Di diverso profilo sono le proposte artistiche e culturali legate al turismo vero e proprio. In una recente intervista, la presidente del Teatro Sociale Barbara Minghetti auspicava una collaborazione più stretta tra enti e istituzioni in modo che, insieme, si potesse pensare alla valorizzazione delle potenzialità cittadine. L’esempio proposto dalla presidente era quello di Bregenz, città austriaca sede di un prestigioso festival musicale, i cui spettacoli vengono allestiti su un suggestivo palcoscenico galleggiante. «Como non ha nulla da invidiare a Bregenz» era il pensiero di Barbara Minghetti, «tutt’altro. Ma l’organizzazione di un festival di portata internazionale come quello organizzato lassù è una faccenda che comporta esperienza, conoscenze, investimenti, coordinamento e volontà politica».
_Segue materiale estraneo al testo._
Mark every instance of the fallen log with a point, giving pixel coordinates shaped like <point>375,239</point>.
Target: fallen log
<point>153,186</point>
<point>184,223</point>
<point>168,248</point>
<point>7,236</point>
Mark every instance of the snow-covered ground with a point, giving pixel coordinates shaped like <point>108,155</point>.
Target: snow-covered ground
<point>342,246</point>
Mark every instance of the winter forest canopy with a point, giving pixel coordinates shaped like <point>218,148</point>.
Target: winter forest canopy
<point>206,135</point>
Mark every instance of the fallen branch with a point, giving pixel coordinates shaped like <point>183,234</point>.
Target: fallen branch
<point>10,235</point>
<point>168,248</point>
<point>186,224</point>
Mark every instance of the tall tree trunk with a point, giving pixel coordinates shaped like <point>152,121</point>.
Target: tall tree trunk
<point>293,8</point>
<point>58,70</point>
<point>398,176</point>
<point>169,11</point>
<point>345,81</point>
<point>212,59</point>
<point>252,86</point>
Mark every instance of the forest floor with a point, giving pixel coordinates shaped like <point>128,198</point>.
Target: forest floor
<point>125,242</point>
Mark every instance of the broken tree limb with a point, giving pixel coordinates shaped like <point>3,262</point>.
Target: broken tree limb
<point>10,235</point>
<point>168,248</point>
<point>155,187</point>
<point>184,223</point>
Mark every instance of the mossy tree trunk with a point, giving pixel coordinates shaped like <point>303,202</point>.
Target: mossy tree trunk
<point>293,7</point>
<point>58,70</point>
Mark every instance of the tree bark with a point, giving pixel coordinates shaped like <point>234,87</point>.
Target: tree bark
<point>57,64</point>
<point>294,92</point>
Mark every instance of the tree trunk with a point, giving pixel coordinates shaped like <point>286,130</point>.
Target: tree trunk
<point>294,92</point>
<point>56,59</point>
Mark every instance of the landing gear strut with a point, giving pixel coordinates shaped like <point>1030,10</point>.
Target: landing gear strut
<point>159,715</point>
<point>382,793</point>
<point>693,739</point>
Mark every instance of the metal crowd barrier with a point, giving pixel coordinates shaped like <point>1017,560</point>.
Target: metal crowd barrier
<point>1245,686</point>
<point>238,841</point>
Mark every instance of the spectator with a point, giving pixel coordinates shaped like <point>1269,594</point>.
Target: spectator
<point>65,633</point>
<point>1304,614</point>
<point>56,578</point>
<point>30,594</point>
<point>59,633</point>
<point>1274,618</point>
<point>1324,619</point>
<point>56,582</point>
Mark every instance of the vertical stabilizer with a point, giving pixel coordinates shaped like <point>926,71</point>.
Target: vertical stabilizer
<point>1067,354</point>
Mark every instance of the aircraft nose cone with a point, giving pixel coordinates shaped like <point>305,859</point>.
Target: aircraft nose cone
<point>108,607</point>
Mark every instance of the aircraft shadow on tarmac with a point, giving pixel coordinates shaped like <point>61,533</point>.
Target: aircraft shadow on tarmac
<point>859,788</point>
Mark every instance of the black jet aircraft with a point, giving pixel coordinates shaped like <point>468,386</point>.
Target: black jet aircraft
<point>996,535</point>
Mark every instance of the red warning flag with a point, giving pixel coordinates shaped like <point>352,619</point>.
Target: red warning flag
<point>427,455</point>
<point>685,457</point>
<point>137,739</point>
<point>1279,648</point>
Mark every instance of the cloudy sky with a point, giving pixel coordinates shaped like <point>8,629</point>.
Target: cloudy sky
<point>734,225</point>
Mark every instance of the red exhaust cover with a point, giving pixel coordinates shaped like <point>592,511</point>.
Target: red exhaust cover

In premio a tanto sforzo, si ottiene poco a poco un riconoscimento che a sua volta mette in moto un turismo specifico: quello che aggancia la vacanza all’evento e che, alla visita dei luoghi, aggiunge l’offerta culturale di livello, ovvero prestigiosa, originale e unica. Con tutto l’affetto per le rock band e per la voglia dei giovani di esprimersi su un palco, si tratta di una cosa diversa rispetto agli appuntamenti di piazza Cavour. Si parla di eventi musicali in grado di attirare visitatori, non di esibizioni che li colgono di sorpresa nei tranquilli weekend lacustri. Per arrivare a traguardi così importanti il cammino è lungo e difficile. Ma come tutti i viaggi, diceva qualcuno, anche questo comincerebbe con un singolo passo: cogliere la differenza tra un palco estemporaneo e un progetto culturale a grande respiro.